Progressive Dairyman writer Michael Cox Published on 11 September 2015

Fifty trips to China in the past 15 years may seem like the attribute of an avid adventurer with tunnel vision, but for University of California – Davis veterinary professor Jim Cullor, his trips abroad have one focus in mind: Improve the lives of dairy farmers around the world.

During his normal day-to-day job, Cullor is veterinary director of the dairy food safety laboratory at UC – Davis. It is during his “school holidays” and free time that Cullor carries out some of his most exciting work, helping to improve the dairy industries of Rwanda and China.




“I got involved in the Rwandan project just over two years ago when Land O’Lakes required help with on-farm mastitis prevention in Rwanda,” Cullor explains. As a member of the UC – Davis Dairy Dynamic Management Group, Cullor has traveled with the group to assist Land O’Lakes with its USAID work in Rwanda.

His first task was to travel around the country and experience the local dairy industry firsthand, before the Dairy Dynamic Management team designed an education program to reduce mastitis in the Rwandan 1.3-million-cow dairy herd.

“To improve farm finance, you have to tackle their major problems. Mastitis is one of the biggest problems in Rwanda, and solving it would take the least amount of work to gain maximum benefit,” Cullor says.

Rwanda has a long, proud history of dairying. Milk is deeply embedded as a symbol of prosperity in the Rwandan psyche. The common phrase “gira amata,” the equivalent of “live long and prosper” in Western countries, literally translates to “have milk.” In recent times, the Rwandan government has built upon this sentiment and introduced the “Grinka Program” as a means of improving the dairy industry.

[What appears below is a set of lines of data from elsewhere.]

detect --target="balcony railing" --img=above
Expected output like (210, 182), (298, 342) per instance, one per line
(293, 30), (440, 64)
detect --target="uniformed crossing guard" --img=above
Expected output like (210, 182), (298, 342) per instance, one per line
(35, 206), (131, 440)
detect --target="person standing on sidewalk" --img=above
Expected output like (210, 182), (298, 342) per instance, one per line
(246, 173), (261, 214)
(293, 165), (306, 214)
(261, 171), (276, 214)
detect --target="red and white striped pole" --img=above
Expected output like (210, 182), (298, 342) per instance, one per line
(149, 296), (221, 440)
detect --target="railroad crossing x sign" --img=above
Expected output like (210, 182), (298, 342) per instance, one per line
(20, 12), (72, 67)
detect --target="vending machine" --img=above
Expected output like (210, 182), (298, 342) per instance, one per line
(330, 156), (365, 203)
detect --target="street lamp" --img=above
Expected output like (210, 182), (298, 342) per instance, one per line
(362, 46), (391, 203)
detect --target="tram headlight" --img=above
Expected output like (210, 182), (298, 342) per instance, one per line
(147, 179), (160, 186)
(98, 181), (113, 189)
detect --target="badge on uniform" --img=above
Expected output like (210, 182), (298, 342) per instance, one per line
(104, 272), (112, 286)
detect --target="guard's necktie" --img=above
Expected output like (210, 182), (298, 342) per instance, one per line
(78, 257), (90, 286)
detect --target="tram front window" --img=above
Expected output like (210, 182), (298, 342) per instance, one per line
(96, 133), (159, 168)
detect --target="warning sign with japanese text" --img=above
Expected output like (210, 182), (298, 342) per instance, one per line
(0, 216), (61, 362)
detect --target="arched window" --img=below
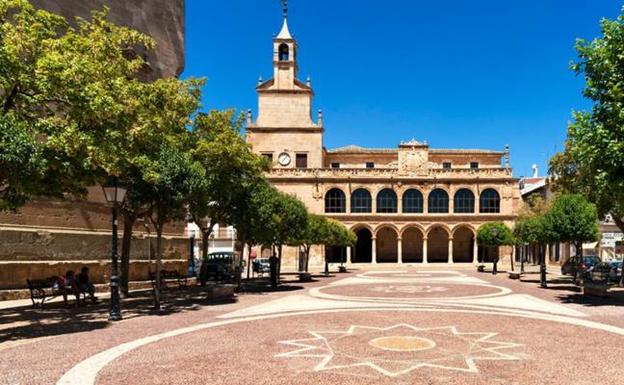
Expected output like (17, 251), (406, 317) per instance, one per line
(479, 188), (500, 214)
(453, 188), (474, 214)
(429, 189), (448, 214)
(351, 188), (373, 213)
(377, 188), (397, 213)
(403, 188), (423, 213)
(279, 43), (289, 61)
(325, 188), (347, 213)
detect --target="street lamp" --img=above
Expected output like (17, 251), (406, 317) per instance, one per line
(102, 179), (126, 321)
(186, 212), (195, 277)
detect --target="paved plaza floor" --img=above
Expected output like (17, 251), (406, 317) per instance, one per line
(0, 265), (624, 385)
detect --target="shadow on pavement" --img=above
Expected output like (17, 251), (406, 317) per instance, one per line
(0, 286), (236, 343)
(557, 289), (624, 306)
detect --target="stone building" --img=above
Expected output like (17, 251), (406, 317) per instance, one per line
(247, 13), (521, 268)
(0, 0), (189, 292)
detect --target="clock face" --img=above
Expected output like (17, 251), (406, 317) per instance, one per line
(277, 152), (290, 166)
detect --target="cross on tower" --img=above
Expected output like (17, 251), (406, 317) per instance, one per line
(281, 0), (288, 19)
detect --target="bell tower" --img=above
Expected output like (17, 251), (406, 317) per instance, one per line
(247, 0), (323, 168)
(273, 1), (297, 89)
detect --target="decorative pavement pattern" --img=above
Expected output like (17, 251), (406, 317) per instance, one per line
(277, 324), (524, 377)
(0, 267), (624, 385)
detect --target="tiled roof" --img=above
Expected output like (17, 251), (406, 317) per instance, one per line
(327, 144), (504, 155)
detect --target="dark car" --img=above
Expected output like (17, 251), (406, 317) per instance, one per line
(561, 255), (600, 276)
(199, 252), (243, 286)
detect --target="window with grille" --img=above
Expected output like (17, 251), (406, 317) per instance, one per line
(479, 188), (500, 214)
(403, 189), (423, 213)
(428, 189), (448, 214)
(377, 188), (397, 213)
(325, 188), (347, 213)
(351, 188), (373, 213)
(295, 154), (308, 168)
(453, 188), (474, 214)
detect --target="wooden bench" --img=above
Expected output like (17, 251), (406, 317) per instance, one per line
(583, 279), (609, 297)
(26, 277), (87, 309)
(149, 270), (188, 290)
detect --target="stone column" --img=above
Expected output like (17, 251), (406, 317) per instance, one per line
(472, 238), (479, 265)
(448, 238), (453, 263)
(371, 237), (377, 264)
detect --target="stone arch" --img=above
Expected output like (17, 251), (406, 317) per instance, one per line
(452, 225), (475, 263)
(401, 225), (425, 263)
(375, 224), (399, 263)
(373, 223), (401, 237)
(427, 224), (451, 263)
(351, 225), (373, 263)
(278, 43), (290, 61)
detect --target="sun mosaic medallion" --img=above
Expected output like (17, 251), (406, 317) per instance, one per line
(369, 285), (448, 294)
(276, 324), (526, 377)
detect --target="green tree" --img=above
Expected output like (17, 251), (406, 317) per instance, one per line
(0, 115), (45, 211)
(189, 110), (267, 256)
(550, 8), (624, 231)
(128, 146), (194, 309)
(292, 214), (329, 272)
(544, 194), (600, 280)
(477, 222), (514, 274)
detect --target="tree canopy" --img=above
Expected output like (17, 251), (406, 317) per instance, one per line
(550, 8), (624, 231)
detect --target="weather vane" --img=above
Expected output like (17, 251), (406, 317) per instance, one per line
(280, 0), (288, 19)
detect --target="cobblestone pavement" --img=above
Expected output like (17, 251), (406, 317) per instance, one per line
(0, 265), (624, 385)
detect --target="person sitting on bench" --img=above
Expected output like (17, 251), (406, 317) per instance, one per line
(76, 266), (97, 303)
(53, 270), (80, 306)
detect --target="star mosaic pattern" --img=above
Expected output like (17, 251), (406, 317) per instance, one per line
(276, 324), (526, 377)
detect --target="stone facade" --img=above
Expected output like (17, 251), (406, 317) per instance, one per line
(0, 0), (189, 289)
(247, 18), (521, 268)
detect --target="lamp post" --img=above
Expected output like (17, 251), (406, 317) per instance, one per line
(186, 212), (196, 277)
(102, 179), (126, 321)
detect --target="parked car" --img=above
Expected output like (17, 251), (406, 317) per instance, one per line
(199, 251), (244, 286)
(253, 258), (271, 274)
(561, 255), (600, 276)
(584, 262), (613, 282)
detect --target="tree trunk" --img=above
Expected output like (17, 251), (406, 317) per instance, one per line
(509, 245), (516, 271)
(119, 210), (137, 297)
(539, 245), (547, 287)
(303, 245), (310, 273)
(613, 215), (624, 287)
(276, 244), (282, 285)
(154, 224), (163, 310)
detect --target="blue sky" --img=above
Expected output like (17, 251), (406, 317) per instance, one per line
(183, 0), (624, 177)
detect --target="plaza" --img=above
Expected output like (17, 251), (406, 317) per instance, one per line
(0, 0), (624, 385)
(0, 265), (624, 385)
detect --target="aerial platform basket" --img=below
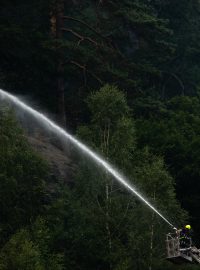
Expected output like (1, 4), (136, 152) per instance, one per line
(166, 233), (200, 264)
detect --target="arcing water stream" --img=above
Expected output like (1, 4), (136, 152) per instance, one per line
(0, 89), (174, 228)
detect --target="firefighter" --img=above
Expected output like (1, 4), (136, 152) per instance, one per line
(179, 225), (192, 248)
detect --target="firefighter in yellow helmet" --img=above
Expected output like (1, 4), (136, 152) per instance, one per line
(180, 225), (192, 249)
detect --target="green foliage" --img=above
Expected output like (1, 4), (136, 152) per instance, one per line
(0, 221), (63, 270)
(0, 111), (47, 245)
(136, 97), (200, 242)
(59, 85), (186, 270)
(0, 230), (46, 270)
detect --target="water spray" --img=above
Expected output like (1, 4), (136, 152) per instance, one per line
(0, 89), (176, 229)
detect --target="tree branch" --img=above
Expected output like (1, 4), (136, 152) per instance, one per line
(62, 28), (99, 46)
(70, 61), (104, 85)
(63, 16), (108, 40)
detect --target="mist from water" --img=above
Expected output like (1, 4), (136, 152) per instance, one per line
(0, 89), (174, 228)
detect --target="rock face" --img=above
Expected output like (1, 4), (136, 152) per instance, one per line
(28, 134), (75, 188)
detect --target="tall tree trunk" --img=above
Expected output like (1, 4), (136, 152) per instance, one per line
(56, 0), (66, 127)
(102, 124), (112, 270)
(149, 191), (156, 270)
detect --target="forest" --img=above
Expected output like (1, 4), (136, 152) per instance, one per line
(0, 0), (200, 270)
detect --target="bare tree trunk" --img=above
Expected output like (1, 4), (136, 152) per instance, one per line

Grinka translates to “may you have a cow,” arising from a tradition of exchanging a cow as a sign of respect. Under the program, an in-calf cow is given to a poverty-stricken family, with the newborn calf being passed on to the next family in need. Between 2006 and 2017, 350,000 cows will be exchanged between impoverished families.

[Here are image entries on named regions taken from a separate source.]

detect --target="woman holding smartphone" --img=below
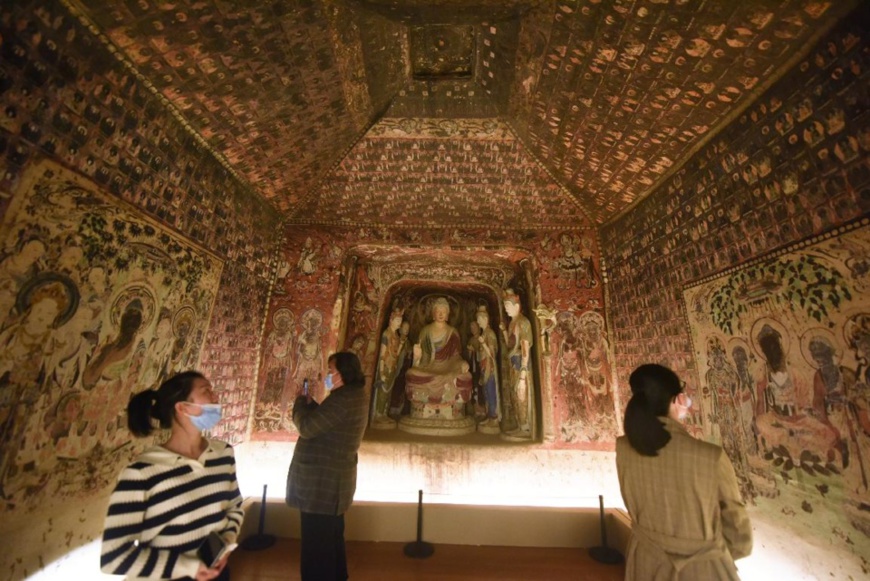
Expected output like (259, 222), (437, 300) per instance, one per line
(100, 371), (244, 581)
(287, 351), (368, 581)
(616, 364), (752, 581)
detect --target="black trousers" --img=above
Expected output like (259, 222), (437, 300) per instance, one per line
(300, 512), (347, 581)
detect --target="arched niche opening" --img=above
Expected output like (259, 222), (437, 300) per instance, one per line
(340, 249), (542, 444)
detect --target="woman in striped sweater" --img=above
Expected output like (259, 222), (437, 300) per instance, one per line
(100, 371), (243, 581)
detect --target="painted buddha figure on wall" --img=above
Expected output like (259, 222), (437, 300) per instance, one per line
(405, 297), (472, 420)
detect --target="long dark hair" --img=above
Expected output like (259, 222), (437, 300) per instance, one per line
(328, 351), (366, 387)
(625, 363), (683, 456)
(127, 371), (205, 437)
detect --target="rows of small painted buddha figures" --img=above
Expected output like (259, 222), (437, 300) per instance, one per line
(371, 289), (536, 440)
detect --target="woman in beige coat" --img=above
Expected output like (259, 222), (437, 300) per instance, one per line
(616, 364), (752, 581)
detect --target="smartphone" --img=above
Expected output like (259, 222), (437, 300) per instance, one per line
(196, 531), (238, 569)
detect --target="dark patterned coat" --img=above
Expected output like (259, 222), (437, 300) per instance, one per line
(287, 384), (368, 515)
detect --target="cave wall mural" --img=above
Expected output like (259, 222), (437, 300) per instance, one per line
(601, 10), (870, 576)
(0, 2), (280, 579)
(683, 220), (870, 555)
(252, 226), (618, 449)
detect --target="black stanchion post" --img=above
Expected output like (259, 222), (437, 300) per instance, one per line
(405, 490), (435, 559)
(589, 494), (625, 565)
(242, 484), (275, 551)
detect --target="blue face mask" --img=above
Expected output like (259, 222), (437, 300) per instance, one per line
(185, 402), (221, 432)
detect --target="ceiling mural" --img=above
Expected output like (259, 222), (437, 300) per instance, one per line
(293, 118), (590, 229)
(63, 0), (858, 228)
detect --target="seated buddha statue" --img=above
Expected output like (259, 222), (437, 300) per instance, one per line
(405, 297), (472, 419)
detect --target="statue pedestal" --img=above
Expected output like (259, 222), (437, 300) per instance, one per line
(369, 417), (396, 430)
(399, 416), (477, 436)
(399, 402), (477, 436)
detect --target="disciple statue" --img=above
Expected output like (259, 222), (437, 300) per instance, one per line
(405, 297), (472, 419)
(501, 289), (534, 438)
(373, 308), (408, 427)
(475, 305), (499, 434)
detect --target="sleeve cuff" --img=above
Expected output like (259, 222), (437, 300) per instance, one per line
(172, 555), (202, 579)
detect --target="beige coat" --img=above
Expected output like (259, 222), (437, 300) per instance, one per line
(616, 418), (752, 581)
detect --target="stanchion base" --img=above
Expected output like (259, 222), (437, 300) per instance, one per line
(239, 535), (275, 551)
(404, 541), (435, 559)
(589, 547), (625, 565)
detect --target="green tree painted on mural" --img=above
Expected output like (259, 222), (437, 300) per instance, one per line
(710, 255), (852, 335)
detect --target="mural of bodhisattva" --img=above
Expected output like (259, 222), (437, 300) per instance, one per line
(683, 219), (870, 555)
(0, 161), (223, 508)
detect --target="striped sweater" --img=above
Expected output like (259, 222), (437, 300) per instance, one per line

For the Rwandan people, an expanded dairy herd could only be of benefit – provided they are healthy. Cullor has identified five key stakeholders that require education before mastitis prevention could begin at the farm level. These groups included two universities, a government department, “guerilla doctors” (local vets) and a private laboratory. The aim is for these groups to help farmers on the ground “manage their way out of using antibiotics.”

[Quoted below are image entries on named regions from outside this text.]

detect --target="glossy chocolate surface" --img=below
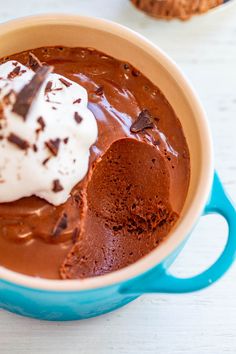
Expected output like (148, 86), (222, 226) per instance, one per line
(0, 47), (190, 278)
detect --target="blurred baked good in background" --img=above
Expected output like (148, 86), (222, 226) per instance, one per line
(131, 0), (225, 20)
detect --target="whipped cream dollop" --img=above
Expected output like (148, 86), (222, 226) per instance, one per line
(0, 61), (98, 205)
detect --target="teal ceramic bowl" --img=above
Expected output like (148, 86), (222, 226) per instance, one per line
(0, 14), (236, 320)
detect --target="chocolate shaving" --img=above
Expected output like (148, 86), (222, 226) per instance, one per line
(95, 86), (104, 96)
(12, 66), (53, 120)
(45, 138), (61, 156)
(74, 112), (83, 124)
(52, 213), (68, 236)
(27, 53), (43, 71)
(73, 98), (81, 104)
(132, 69), (140, 77)
(59, 77), (72, 87)
(7, 133), (29, 150)
(7, 66), (20, 79)
(130, 109), (154, 133)
(37, 116), (46, 131)
(71, 227), (79, 244)
(52, 179), (64, 193)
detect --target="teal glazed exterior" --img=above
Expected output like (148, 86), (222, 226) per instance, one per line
(0, 173), (236, 321)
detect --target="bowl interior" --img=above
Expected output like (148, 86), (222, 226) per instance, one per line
(0, 15), (213, 290)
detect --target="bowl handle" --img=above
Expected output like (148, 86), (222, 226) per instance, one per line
(120, 172), (236, 295)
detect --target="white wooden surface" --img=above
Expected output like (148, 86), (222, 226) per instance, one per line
(0, 0), (236, 354)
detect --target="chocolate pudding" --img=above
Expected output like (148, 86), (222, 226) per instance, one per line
(0, 47), (190, 279)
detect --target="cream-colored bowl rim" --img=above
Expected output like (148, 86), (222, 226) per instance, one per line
(0, 14), (213, 291)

“The biggest challenge in all of this work was to reset our minds to how we farmed in the U.S. during the late 1800s,” Cullor says, citing that Rwanda has small family farms with minimal mechanization. “There’s no vaccinations, no nutritional knowledge, no herd health, no milking practices, etc., so it was like stepping back in time.”

Typical farm size is one- to four-cow subsistence farming. “Cows are milked by hand to feed the family first; if there’s a calf it suckles next; and if there’s any milk left it’s brought to one of the 135 collection centers around the country,” Cullor explains.

Dairy Dynamic Management is set to continue their efforts in Rwanda over the coming years. A weekly Skype meeting with the five stakeholders ensures progress is kept on track, and in late August, Cullor will travel to Rwanda in person to assess the program and plan future developments.


During the past 15 years, Cullor has traveled more frequently to China to assist the country with their dairy industry. His work in China poses different challenges, mainly due to variation in farm size from four-cow herds to 40,000-cow dairies. “A single focus on mastitis was unnecessary; we had to teach a little bit of everything from milking technique to parlor management to calf rearing to vaccination programs.”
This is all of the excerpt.